The Washington Post's Richard Cohen writes about the greed of public sector unions--whose members he belives are comparable to college students at an elite private university:
But, really, enough is enough. The Wisconsin state employees who are demonstrating in Madison have my sympathy but not my total support. I recognize that they have offered givebacks, and I recognize, too, that Gov. Scott Walker has gone too far - if not trying to bust the unions, as it is alleged, then surely trying to cripple them. In the manner of Ronald Reagan taking on student demonstrators at Berkeley in 1966, Walker will become the champion of the common man, the Middle American and all of that. This works. Reagan, you might recall, went on to become president.
Reagan personified the disgust many Americans felt toward unruly (and ungrateful) college students. Walker is personifying the feeling of resentment and anger toward government workers who have so gamed the system that some of them retire on larger stipends than the average American makes in salary - and with health care, too. Like Reagan, Walker has tapped into a feeling of disgust - the always-dangerous sense that you and I have played by the rules and saved for our modest retirements, while government workers, on our dime, have run off with pensions they do not deserve. We feel we have been played for a fool.
In 1966, Reagan "took on" student demonstrators in a mostly rhetorical sense. By 1969, Reagan was calling in the National Guard:
"The rally, which drew 3,000 people, soon turned into a riot, as the crowd moved down Telegraph (Ave.) towards the park. That day, known as Bloody Thursday, three students suffered punctured lungs, another a shattered leg, 13 people were hospitalized with shotgun wounds, and one police officer was stabbed. James Rector, who was watching the riot from a rooftop, was shot by police gunfire; he died four days later.
"At the request of the Berkeley mayor, Governor Ronald Reagan declared a state of emergency and sent 2,200 National Guard troops into Berkeley. Some of these guardsmen were even Cal students.
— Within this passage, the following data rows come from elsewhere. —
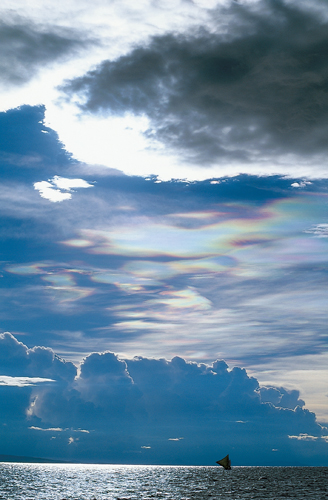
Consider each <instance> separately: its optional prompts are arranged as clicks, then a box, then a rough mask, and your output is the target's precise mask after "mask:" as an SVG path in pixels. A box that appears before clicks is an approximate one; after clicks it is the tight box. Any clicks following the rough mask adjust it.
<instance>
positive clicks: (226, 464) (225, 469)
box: [216, 455, 231, 470]
mask: <svg viewBox="0 0 328 500" xmlns="http://www.w3.org/2000/svg"><path fill="white" fill-rule="evenodd" d="M216 463H217V464H219V465H222V467H224V468H225V470H231V460H230V458H229V455H227V456H226V457H224V458H222V460H218V461H217V462H216Z"/></svg>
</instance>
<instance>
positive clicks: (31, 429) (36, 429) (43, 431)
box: [29, 425, 65, 432]
mask: <svg viewBox="0 0 328 500" xmlns="http://www.w3.org/2000/svg"><path fill="white" fill-rule="evenodd" d="M29 429H31V430H33V431H42V432H47V431H49V432H63V431H65V429H62V428H61V427H49V429H43V428H42V427H35V426H34V425H31V427H29Z"/></svg>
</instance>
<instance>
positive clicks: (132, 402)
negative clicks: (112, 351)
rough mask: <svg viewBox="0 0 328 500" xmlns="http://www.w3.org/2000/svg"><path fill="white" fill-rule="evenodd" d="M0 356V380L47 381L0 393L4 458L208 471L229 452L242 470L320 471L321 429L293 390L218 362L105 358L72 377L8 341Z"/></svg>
mask: <svg viewBox="0 0 328 500" xmlns="http://www.w3.org/2000/svg"><path fill="white" fill-rule="evenodd" d="M3 349H4V351H3ZM0 350H1V352H5V356H3V357H2V358H1V362H0V370H1V373H3V374H9V373H10V374H11V375H14V376H16V377H20V376H22V375H23V374H25V373H28V374H29V376H31V377H44V376H45V375H46V376H49V375H51V377H52V379H53V383H51V384H47V385H45V384H42V385H34V386H32V387H19V384H17V387H2V386H0V398H1V404H2V408H3V411H2V418H1V427H0V432H1V435H2V440H3V444H2V450H3V453H7V454H20V455H22V454H25V455H29V456H31V455H32V456H33V455H38V456H45V457H47V456H48V457H54V456H55V457H56V458H60V459H71V460H72V459H73V460H82V461H83V460H84V461H88V460H91V461H93V460H98V461H99V460H100V461H113V462H122V463H136V462H137V463H140V462H141V463H168V464H169V463H171V464H179V463H184V464H188V463H190V464H202V463H203V464H204V463H208V464H211V463H212V461H213V463H214V461H215V460H214V458H215V456H216V455H217V453H224V450H227V449H228V450H229V451H230V450H231V454H233V455H234V459H235V463H238V462H240V463H243V464H245V465H246V464H249V465H250V464H256V465H259V464H260V463H262V464H267V465H269V464H270V465H271V464H272V465H273V464H278V463H279V465H282V464H285V465H288V464H290V465H301V464H308V463H309V460H311V464H312V465H313V464H317V465H325V463H326V462H325V457H326V453H327V446H328V443H327V442H326V434H327V428H324V427H322V426H320V425H318V423H317V422H316V420H315V415H314V414H313V413H311V412H309V411H308V410H305V409H303V408H302V407H303V406H304V401H302V400H300V399H299V393H298V391H288V390H286V389H284V388H277V387H261V388H259V384H258V382H257V380H256V379H255V378H252V377H249V376H248V375H247V373H246V371H245V370H244V369H240V368H236V367H235V368H233V369H228V365H227V364H226V363H225V362H224V361H222V360H221V361H216V362H214V363H213V364H212V365H211V366H209V365H205V364H197V363H193V362H186V361H185V360H184V359H182V358H180V357H175V358H173V359H172V360H171V361H167V360H165V359H147V358H143V357H137V358H134V359H131V360H122V359H119V358H118V357H117V356H116V355H115V354H113V353H111V352H104V353H92V354H90V355H88V356H87V357H86V358H85V359H84V360H83V361H82V363H81V366H80V369H79V371H78V372H77V370H76V368H75V367H74V365H72V363H69V362H65V361H64V360H62V359H60V358H58V357H57V356H56V355H54V353H53V352H52V351H51V350H50V349H45V348H42V347H34V348H32V349H28V348H27V347H26V346H25V345H24V344H22V343H20V342H18V341H17V340H16V339H15V337H13V336H12V335H11V334H9V333H5V334H1V335H0ZM8 359H9V360H11V361H12V362H13V361H15V364H13V363H12V364H10V365H8V363H7V360H8ZM304 436H312V437H313V439H305V437H304ZM200 444H201V446H202V448H203V451H199V446H200ZM250 449H251V450H252V452H251V451H250ZM220 450H221V451H220ZM314 455H315V459H314ZM245 457H248V458H245ZM245 460H246V462H245ZM313 460H315V462H313Z"/></svg>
At least one young man had participated in the riots, been shot at by police, gotten patched up, and then returned to his dorm to find a notice to report for guard duty. In the following days approximately 1,000 people were arrested: 200 were booked for felonies, and 500 were taken to Santa Rita jail."
The implication here is not so much that Walker needs to "take on" public workers, but that Cohen might approve of Walker ending the Wisconsin protests through state force. Walker has indeed threatened to call in the National Guard, so it's not as though the notion is completely abstract. Perhaps I'm being uncharitable and the implication is inadvertent.
Obviously there's no one who could possibly understand the greed of Wisconsin's rather modestly compensated public sector workers quite as acutely as a beltway columnist who gets paid to write 700 word columns repeating an argument you read on a blog last week. This sort of maddening, paternalistic commentary about Wisconsin, infantalizing people who actually work for a living as nothing more than a bunch of dirty hippies who need a Real American Hero to stomp them in the face, has given me stronger feelings about the role of unions than I think I've ever had before.